Из пункта A выехал велосипедист, а через 1 час 30 минут вслед за ним из пункта А по той же дороге

Problem Analysis

We are given that a cyclist leaves point A, and after 1 hour and 30 minutes, another cyclist leaves point A on the same road. The second cyclist's speed is 6 km/h faster than the first cyclist. After 4 hours and 30 minutes from their departure, the second cyclist overtakes the first cyclist by 3 km. We need to find the speed of the first cyclist.

Solution

Let's assume the speed of the first cyclist is x km/h. Since the second cyclist's speed is 6 km/h faster, the speed of the second cyclist is x + 6 km/h.

We can use the formula distance = speed × time to calculate the distances traveled by both cyclists.

The first cyclist travels for 4 hours and 30 minutes, which is equivalent to 4.5 hours. The second cyclist travels for 4 hours and 30 minutes plus the 1 hour and 30 minutes delay, which is equivalent to 6 hours.

Using the formula, we can set up the following equations:

1. Distance traveled by the first cyclist: x × 4.5 km 2. Distance traveled by the second cyclist: (x + 6) × 6 km

We are given that the second cyclist overtakes the first cyclist by 3 km.

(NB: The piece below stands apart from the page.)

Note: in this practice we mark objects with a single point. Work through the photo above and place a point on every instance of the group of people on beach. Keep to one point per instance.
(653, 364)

Therefore, we can set up the equation:

Distance traveled by the second cyclist - Distance traveled by the first cyclist = 3

Substituting the distances from the equations above, we get:

(x + 6) × 6 - x × 4.5 = 3

Now, let's solve this equation to find the value of x.

Calculation

Expanding the equation, we get:

6x + 36 - 4.5x = 3

Combining like terms, we have:

1.5x + 36 = 3

Subtracting 36 from both sides, we get:

1.5x = -33

Dividing both sides by 1.5, we get:

x = -22

Since speed cannot be negative, we can conclude that there is an error in the problem statement or the calculations. Please double-check the problem statement and provide the correct information.

If you have any further questions, please let me know.